HERVs and ‘viral mimicry’

The human endogenous retroviruses (HERVs) within us have mostly degraded and are under strict regulatory control. UHN researchers discovered that reawakening these elements in cancer can harness the power of the immune system in a phenomenon called ‘viral mimicry.’ 

“Several classes of repetitive elements in our DNA, including endogenous retroviruses, are kept dormant by epigenetic repression,” says Dr. Daniel De Carvalho, study lead and Senior Scientist at Princess Margaret Cancer Centre. Epigenetics describes the regulatory system of chemical ‘bookmarks’ used to control underlying genetic programs.
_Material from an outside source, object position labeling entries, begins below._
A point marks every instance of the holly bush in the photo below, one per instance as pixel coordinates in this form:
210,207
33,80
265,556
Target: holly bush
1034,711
“Our initial discovery was that drugs targeting repressive epigenetic marks can lead to reactivation of endogenous retroviruses and formation of double-stranded RNA (dsRNA). The cells then recognize these dsRNAs as molecular patterns associated with viral infection,” he adds. The result is “mimicry of a viral infection, leading to an antiviral response directed against cancer cells.” 
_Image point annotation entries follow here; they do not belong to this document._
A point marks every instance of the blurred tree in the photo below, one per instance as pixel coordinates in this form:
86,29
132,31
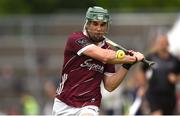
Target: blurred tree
58,6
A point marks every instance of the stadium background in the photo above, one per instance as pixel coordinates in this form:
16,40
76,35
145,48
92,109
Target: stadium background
33,35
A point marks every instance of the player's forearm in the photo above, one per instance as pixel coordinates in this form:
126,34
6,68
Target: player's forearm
126,59
112,82
107,56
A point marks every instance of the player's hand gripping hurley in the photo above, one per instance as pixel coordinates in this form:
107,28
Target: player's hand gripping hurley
149,63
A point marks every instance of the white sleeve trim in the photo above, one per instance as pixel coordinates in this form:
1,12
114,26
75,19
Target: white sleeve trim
85,48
Since first published in Cell in 2015, the phenomenon of viral mimicry has been found to be widespread throughout cancer biology. Dr. De Carvalho admits that current drugs present challenges, but points out that “clinically, there is interest in inducing ‘viral mimicry’ to increase sensitivity to immunotherapies.”

Like amber-trapped mosquitoes, HERVs represent the remnants of an ancient world and remind us that our relationship with viral pathogens is anything but novel.